Ivan Dracko n’écoutait que sa haine. Non content d’étrangler son adversaire, il lui bourrait le visage de coups de tête… Boza essaya de lui arracher son bouc, ce qui le déchaîna encore plus. Malko et Mladen réussirent quand même en s’y mettant à deux à le traîner hors de la voiture. Une manchette sur la nuque l’étourdit assez pour qu’il lâche prise.

Aussitôt, Mladen Lazorov lui passa des menottes, immobilisant ses bras derrière son dos.

Malko le fouilla tandis que le policier tenait sous la menace de son pistolet Ivan Dracko en train de se relever.

Boza Dolac, le regard fixe, avait plus que jamais l’air d’un oiseau de proie… Il baissa la tête pour ne pas affronter le regard de Malko. Ce dernier se tourna vers Mladen.

— Dites-lui que je veux savoir où sont les armes. Et qui est au-dessus de lui.

Le policier croate traduisit la question et la réponse de Boza Dolac.

— Il veut être emmené à la police. Il ne dira rien. Il ne comprend pas ce que nous lui voulons. C’était un différend privé entre ce chauffeur de taxi qui l’avait volé et lui.

Boza Dolac faisait la part du feu.

Une nouvelle épreuve de force s’engageait.

— Dites-lui que nous savons qu’il a livré à ce chauffeur de taxi un chargement de téléviseurs et de magnétoscopes contenus dans un camion dont le chauffeur a été assassiné et qui contenait des armes. Il sait très bien qui je suis.

Boza ne répondit pas. Ivan Dracko s’approcha, un peu calmé, le cou encore rouge et dit entre deux quintes de toux :

— Laissez-moi interroger ce salaud. J’ai une idée. Il va vous dire tout ce qu’il sait. À une condition.

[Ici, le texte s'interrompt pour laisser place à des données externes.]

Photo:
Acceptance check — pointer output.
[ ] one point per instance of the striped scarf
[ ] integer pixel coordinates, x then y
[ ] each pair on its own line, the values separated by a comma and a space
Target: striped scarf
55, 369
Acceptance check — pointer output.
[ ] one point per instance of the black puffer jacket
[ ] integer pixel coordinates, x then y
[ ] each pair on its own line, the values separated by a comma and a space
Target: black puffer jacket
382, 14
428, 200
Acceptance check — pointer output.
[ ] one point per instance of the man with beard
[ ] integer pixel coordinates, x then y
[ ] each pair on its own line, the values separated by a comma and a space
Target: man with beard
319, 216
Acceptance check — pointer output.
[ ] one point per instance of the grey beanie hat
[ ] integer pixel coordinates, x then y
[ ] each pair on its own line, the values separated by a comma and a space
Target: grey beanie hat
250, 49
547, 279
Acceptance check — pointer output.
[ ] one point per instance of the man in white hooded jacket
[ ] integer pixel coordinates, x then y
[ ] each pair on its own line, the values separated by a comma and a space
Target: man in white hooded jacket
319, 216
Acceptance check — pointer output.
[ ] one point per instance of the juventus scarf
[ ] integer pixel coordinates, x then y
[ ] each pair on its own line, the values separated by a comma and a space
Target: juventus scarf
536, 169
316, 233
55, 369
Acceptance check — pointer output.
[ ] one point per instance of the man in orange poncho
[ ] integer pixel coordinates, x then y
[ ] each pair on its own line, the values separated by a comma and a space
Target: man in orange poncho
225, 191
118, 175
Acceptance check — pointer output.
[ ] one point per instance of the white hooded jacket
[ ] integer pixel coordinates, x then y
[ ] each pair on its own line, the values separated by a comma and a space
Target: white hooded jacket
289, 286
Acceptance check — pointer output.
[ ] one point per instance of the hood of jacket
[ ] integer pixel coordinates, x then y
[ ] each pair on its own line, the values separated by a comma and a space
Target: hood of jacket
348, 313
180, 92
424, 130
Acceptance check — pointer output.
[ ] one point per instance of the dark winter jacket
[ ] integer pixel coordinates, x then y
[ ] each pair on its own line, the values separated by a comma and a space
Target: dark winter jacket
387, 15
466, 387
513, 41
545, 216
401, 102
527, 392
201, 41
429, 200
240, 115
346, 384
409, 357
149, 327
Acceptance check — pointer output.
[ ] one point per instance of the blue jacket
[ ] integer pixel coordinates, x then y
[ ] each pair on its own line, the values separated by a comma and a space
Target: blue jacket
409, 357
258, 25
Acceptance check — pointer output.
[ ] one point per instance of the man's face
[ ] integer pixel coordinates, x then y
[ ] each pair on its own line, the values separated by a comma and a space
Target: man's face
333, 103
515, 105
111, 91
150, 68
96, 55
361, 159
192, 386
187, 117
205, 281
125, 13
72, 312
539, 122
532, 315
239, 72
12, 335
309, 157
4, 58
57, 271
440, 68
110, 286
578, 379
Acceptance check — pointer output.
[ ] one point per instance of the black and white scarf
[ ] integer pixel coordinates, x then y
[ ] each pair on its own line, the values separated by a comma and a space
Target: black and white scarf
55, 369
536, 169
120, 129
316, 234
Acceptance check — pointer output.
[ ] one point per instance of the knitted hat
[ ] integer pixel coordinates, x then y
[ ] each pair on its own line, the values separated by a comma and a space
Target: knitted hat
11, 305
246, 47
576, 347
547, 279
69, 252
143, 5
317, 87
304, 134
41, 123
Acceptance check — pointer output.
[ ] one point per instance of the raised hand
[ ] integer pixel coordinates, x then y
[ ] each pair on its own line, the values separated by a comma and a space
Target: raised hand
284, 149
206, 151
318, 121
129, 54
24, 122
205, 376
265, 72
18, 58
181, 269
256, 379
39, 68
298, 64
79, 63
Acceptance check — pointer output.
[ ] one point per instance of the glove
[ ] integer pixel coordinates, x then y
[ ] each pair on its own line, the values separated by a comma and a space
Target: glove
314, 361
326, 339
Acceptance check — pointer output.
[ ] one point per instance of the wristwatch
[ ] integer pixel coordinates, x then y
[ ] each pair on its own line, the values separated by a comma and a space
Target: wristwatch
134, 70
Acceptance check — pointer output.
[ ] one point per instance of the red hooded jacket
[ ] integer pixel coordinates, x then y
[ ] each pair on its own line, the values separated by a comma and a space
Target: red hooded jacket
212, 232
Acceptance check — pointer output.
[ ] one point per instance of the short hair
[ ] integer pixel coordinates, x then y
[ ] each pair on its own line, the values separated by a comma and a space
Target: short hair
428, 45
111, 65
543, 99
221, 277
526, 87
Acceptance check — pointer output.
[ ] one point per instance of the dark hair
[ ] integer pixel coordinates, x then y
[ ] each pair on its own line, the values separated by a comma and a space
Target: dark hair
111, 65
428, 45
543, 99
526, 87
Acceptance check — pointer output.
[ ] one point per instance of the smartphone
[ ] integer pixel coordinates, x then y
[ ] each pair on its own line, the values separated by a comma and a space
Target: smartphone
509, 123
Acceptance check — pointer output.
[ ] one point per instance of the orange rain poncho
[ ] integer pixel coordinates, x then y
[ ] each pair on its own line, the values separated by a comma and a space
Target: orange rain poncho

— Laquelle ? demanda Mladen Lazarov.

— Vous me rendez mon argent quand vous êtes satisfaits. Je vais déjà vous dire quelque chose. Le chauffeur de votre camion, je sais où il se trouve. C’est moi qui l’ai transporté. Ce salaud de Boza m’a dit qu’il l’avait tué dans une discussion d’affaires… Il est…

Boza Dolac se rua en avant et seul un violent coup de crosse de Mladen le stoppa.

— Vous êtes d’accord ? demanda le policier croate à Malko, après lui avoir résumé l’offre du chauffeur de taxi.

— On peut essayer, dit Malko.

Coûte que coûte, il fallait faire parler Boza Dolac et ça n’allait pas être facile. Visiblement, Ivan Dracko avait un sérieux compte à régler avec lui. Il allait mettre du cœur à l’ouvrage.